There is still no antivirus to treat the new Corona virus.

But Todd Elleryn, head of the Department of Infectious Diseases at South Shore Health at the Massachusetts Institute of America, said that just as it does with colds, “most patients are treated for this disease alone” only with their own immune system fighting the invading virus. But for patients at risk, the incidence of the new coronavirus may be much more severe.

When will the Corona virus end?
Corona virus may follow a seasonal pattern, peaking in the winter months. It may affect many people now and then begin to recede in the northern hemisphere before returning in the fall. And perhaps his grip in the southern hemisphere.

“This virus may do whatever it wants,” McGuire said. He added: “The pattern that may spread is not fully known, but it is important to determine the burden that will fall on all of us, perhaps like the other corona viruses, a group of colds. It could be like regular seasonal flu. It could also be different and worse. ”

Scientists seem to have no definitive answer to the most pressing question in the world today: When does the Corona virus end?

Terms you should know
Corona Virus: This term refers to a family that is now made up of 7 known viruses that can infect humans, ranging from a common cold, to SARS or MERS, which are more deadly. The name comes from the shape of the virus under the microscope, which is a bubble surrounded by crown-like projections, which is known as the English Crown.

Covid-19: This term is sometimes used interchangeably with the Coruna virus, and the official name is SARS-CoV-2. The term Covid-19 refers to the disease caused by the virus. So SARS-CoV-2 causes covid-19 disease, just as HIV causes AIDS.

Zoological: The new Corona virus was transmitted from animals to humans, which made it zoonotic. SARS came from a civet cat, and the Mediterranean syndrome came from camels, but it is not yet known which animal the outbreak of the current Coruna virus came from. But the main suspect so far is the scaly anteater.

Community transmission: This is what happens when a disease spreads among a group of people in a specific area, none of them traveled to an affected site, and there are no close links between them and any confirmed cases. Until now, all American cases have contracted the disease from abroad, or from a husband or close contact with the virus. But US officials have said that there is at least one case in California that we can say is the first case known to be an example of a societal transition.

Asymptomatic transmission: Carriers of the virus without symptoms are the ones who do not show any sign of illness, but they carry the virus and pass it on to others. It is not clear to what extent the transmission is asymptomatic in the case of the new coronavirus.

Outbreak: a sudden increase in the number of cases with a specific disease in a specific place and time.

Epidemic: A major outbreak that spreads between a population or a region.

Pandemic: It is a pandemic in many countries and continents together.

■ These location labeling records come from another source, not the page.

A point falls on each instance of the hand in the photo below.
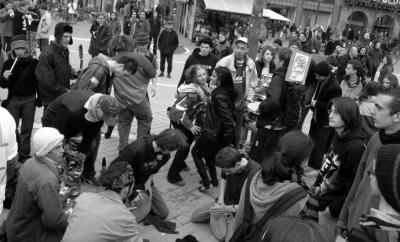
(7, 74)
(195, 129)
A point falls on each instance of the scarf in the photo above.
(90, 106)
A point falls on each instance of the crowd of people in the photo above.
(274, 182)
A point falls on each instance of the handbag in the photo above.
(221, 225)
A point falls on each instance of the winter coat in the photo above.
(207, 62)
(36, 214)
(269, 108)
(67, 114)
(168, 41)
(53, 72)
(361, 198)
(23, 81)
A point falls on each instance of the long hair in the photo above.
(348, 110)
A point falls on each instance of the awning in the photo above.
(244, 7)
(268, 13)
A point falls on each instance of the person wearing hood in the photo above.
(201, 56)
(18, 76)
(337, 173)
(54, 71)
(277, 177)
(367, 108)
(381, 223)
(360, 198)
(82, 113)
(269, 122)
(36, 213)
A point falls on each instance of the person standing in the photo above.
(18, 76)
(54, 71)
(155, 28)
(42, 35)
(244, 74)
(36, 213)
(167, 42)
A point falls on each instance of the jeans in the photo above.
(143, 115)
(178, 164)
(322, 138)
(23, 108)
(169, 60)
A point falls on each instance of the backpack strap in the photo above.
(285, 202)
(247, 205)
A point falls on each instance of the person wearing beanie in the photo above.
(82, 113)
(103, 36)
(167, 43)
(235, 170)
(201, 56)
(18, 76)
(54, 71)
(381, 222)
(36, 213)
(360, 199)
(102, 216)
(321, 134)
(280, 175)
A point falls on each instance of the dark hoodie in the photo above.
(208, 62)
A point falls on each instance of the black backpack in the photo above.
(249, 232)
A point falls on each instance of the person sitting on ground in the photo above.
(289, 228)
(337, 173)
(36, 213)
(381, 223)
(104, 211)
(390, 82)
(277, 178)
(190, 98)
(147, 155)
(235, 170)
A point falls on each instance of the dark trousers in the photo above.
(154, 37)
(199, 156)
(168, 57)
(178, 164)
(23, 108)
(322, 138)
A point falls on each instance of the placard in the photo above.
(298, 67)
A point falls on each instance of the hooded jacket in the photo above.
(263, 197)
(207, 62)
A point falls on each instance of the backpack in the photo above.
(249, 232)
(292, 104)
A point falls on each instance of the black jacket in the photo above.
(67, 114)
(328, 90)
(53, 72)
(23, 81)
(168, 41)
(219, 118)
(269, 108)
(208, 62)
(155, 26)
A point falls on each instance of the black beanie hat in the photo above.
(62, 28)
(323, 69)
(387, 171)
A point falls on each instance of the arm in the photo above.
(49, 202)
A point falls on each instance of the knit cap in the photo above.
(19, 41)
(109, 106)
(44, 140)
(142, 38)
(387, 171)
(322, 69)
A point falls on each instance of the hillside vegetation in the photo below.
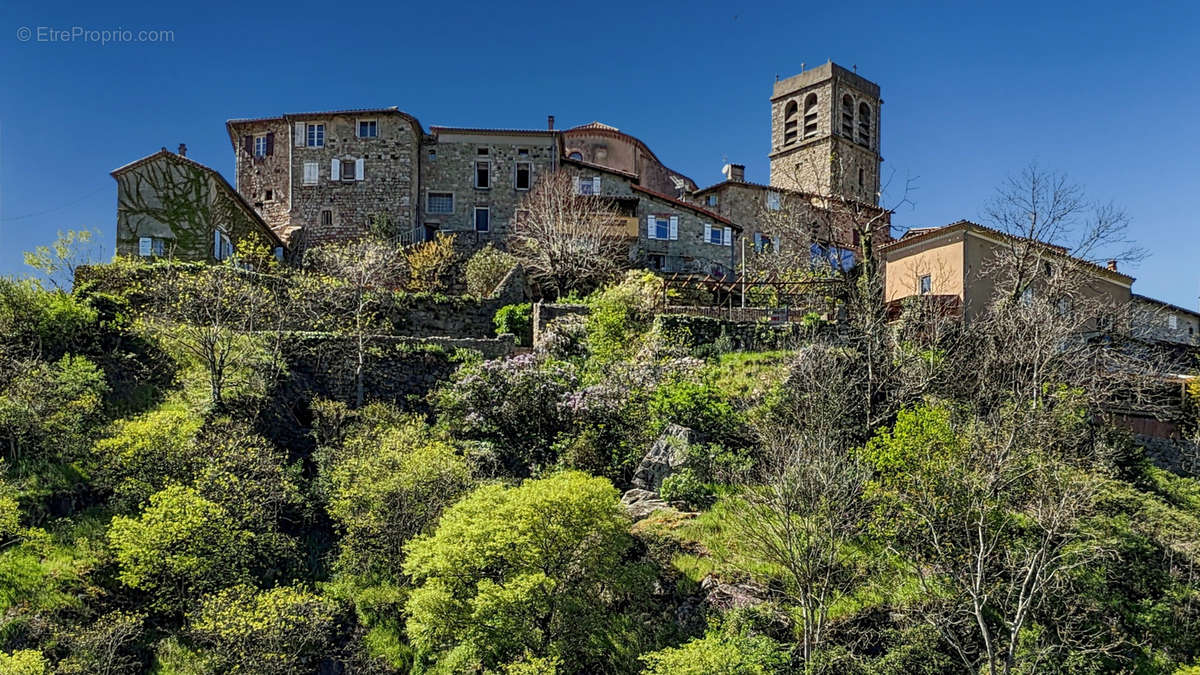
(886, 499)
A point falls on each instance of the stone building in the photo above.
(609, 147)
(328, 177)
(473, 179)
(825, 133)
(953, 267)
(169, 205)
(1164, 322)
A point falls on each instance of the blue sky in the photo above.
(1104, 91)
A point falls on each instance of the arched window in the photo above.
(790, 123)
(810, 115)
(864, 124)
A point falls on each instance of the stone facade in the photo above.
(168, 205)
(826, 133)
(291, 174)
(514, 161)
(1155, 320)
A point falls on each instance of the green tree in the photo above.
(181, 547)
(280, 631)
(513, 571)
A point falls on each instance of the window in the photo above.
(525, 175)
(790, 123)
(151, 246)
(864, 124)
(316, 136)
(222, 248)
(810, 115)
(664, 227)
(439, 202)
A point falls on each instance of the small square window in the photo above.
(439, 202)
(525, 175)
(316, 136)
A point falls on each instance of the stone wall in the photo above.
(448, 165)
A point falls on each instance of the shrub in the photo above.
(520, 573)
(516, 320)
(486, 269)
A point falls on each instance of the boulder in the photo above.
(666, 455)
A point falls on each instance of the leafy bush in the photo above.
(516, 320)
(280, 631)
(521, 571)
(486, 269)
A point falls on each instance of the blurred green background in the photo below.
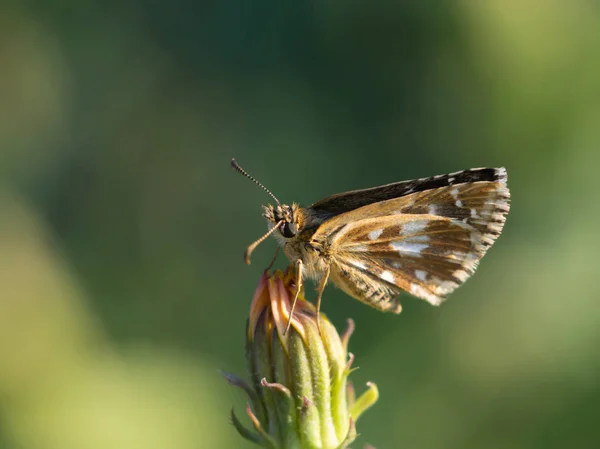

So far the World Health Organization has not announced that the current crisis is considered a pandemic, but many experts believe that the geographical spread of the virus has already reached this level or will arrive soon.

Isolation: Keeping the sick and injured away from those who are not. Hospitals have taken strict measures to isolate patients with the Coronavirus, using isolation wards, respirators that prevent spreading as well as several heavy protective equipment for health care workers.

Quarantine: Restrictions on the movement of people who appear to be healthy but may have been exposed to the virus. For example, the Americans who were evacuated from Wuhan and cruise ships remained in strict quarantine in military bases for 14 days, a period that scientists believe is the incubation period.